My thoughts on 'self-healing' in test automation

This post was published on April 9, 2026

From what I’ve seen over the years, tests that exercise a system through the graphical user interface are disproportionally likely to fail for reasons other than an actual, genuine product failure. Call them false positives, call them flaky tests, call them whatever you want.

There are good reasons for this: graphical user interfaces are interfaces optimized for consumption by humans, not by machines or code. There is a lot of (often asynchronous) processing going on in your browser, all to create an application that looks good, is pleasant to work with, and generally provides a good end user experience. And remember, that end user is a human being, not a computer.

The problem

The dynamic nature of a modern GUI often leads to test failures, even when the behaviour of the application remains unchanged. For example, if the text on a button that submits a form for a loan application used to be Submit, but changes to Apply, and you have Playwright tests that first locate and then click the button using

await page.getByRole('button', { name: 'Submit' }).click();

your test is going to fail to locate the button, even when you’re using getByRole(), a Playwright-recommended locator.

Another example: let’s say you check that the table of accounts in an online banking platform is visible by using its HTML id attribute, like this:

await expect(page.locator('#accounts')).toBeVisible();

When the value of this id attribute changes, for example because of a new version of the framework used to build the frontend is used, your test is going to fail to locate the table, and subsequently tell you the table is not visible, even when it is.

Self-healing algorithms - the solution?

To avoid unwanted rework, many tools these days offer a ‘self-healing’ feature: whenever a test fails to locate an element, it will try and identify the element that you intended to locate, often using a probabilistic algorithm that is sold to you as ‘AI’.

What this means is that it consults a large collection of training data, finds similar occurrences of changes in UI layout, either from your own history of changes or from other applications, checks those against what it sees on the screen, and from there it selects the candidate element that is most likely to be the one that you intended to locate. These tools will also often report on the results of the changes they made in a test run, so that a human being can review these changes afterwards and approve or reject them.

The bigger the size of the training database, the higher the quality of the training data, and the higher the sophistication of the algorithm, the higher the probability that the tool identifies the correct element, e.g., the button with the Apply text that replaced the Submit text. Still, trying to find the ‘right’ element is a probabilistic process, which means that mistakes will be made. That’s fine, as long as you’re aware of the risk, and you’re willing to accept it.

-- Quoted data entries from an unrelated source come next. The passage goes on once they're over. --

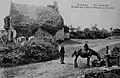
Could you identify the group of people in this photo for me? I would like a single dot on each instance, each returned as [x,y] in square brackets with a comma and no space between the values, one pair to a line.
[62,51]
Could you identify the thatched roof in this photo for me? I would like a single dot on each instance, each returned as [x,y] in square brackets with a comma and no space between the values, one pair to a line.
[46,17]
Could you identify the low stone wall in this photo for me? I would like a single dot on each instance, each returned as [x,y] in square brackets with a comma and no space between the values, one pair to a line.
[106,73]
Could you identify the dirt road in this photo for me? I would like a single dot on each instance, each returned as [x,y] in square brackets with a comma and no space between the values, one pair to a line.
[53,69]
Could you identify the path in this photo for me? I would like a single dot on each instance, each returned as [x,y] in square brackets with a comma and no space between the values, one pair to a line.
[50,69]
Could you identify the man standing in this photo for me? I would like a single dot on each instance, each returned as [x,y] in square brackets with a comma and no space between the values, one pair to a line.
[62,52]
[86,47]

Why I think self-healing is a bad idea

So, would I recommend using self-healing frameworks as a solution to the challenge of often-changing graphical user interfaces and the test code maintenance that is the result thereof?

Well, no.

Sure, using these tools might reduce the time required to maintain your tests in the case of changing HTML and the need to update the corresponding element locators. And I don’t even have a problem with the fact that the algorithms they use are probabilistic, which means they can make mistakes. I mean, there’s a lot of fairly useless and downright bad human-written test code out there, too, so I don’t think that problem is unique to LLM-powered test tools or LLM-generated test code.

No, the biggest problem I have with ‘self-healing’ test tools and frameworks is that they are, to me, nothing more than band-aids, hiding the real problem that is underneath.

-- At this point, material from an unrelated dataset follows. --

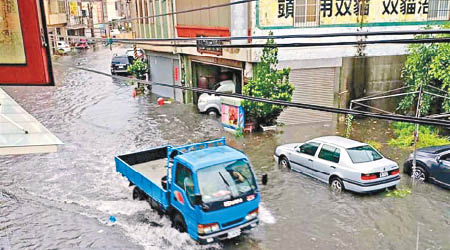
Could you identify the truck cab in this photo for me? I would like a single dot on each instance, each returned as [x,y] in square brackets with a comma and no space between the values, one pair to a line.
[209,191]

That real problem, to me, is the fact that the people writing the tests weren’t aware that the locators changed in the first place. Why did the text on the button change from Submit to Apply? Who committed that change in the product code? And why didn’t they either change the corresponding test code, too, or informed someone in their team that the test might break because of this? Or, in case of the second example, why didn’t we know that the framework update might lead to changing id values? Or, as is often the case, that the update happened in the first place?

That’s the problem that we need to address. We need to close the communication and collaboration gaps in our teams, instead of trying to patch them up with an algorithm. Test automation isn’t the deliberate chase of green checkmarks, it’s using tools to efficiently detect changes in the behaviour of our product. Self-healing, to me, feels like an attempt to sweep these changes under the RUG.

I don’t know about you, but I’d rather address the real problem than applying a band-aid and hoping the problem will remain out of sight.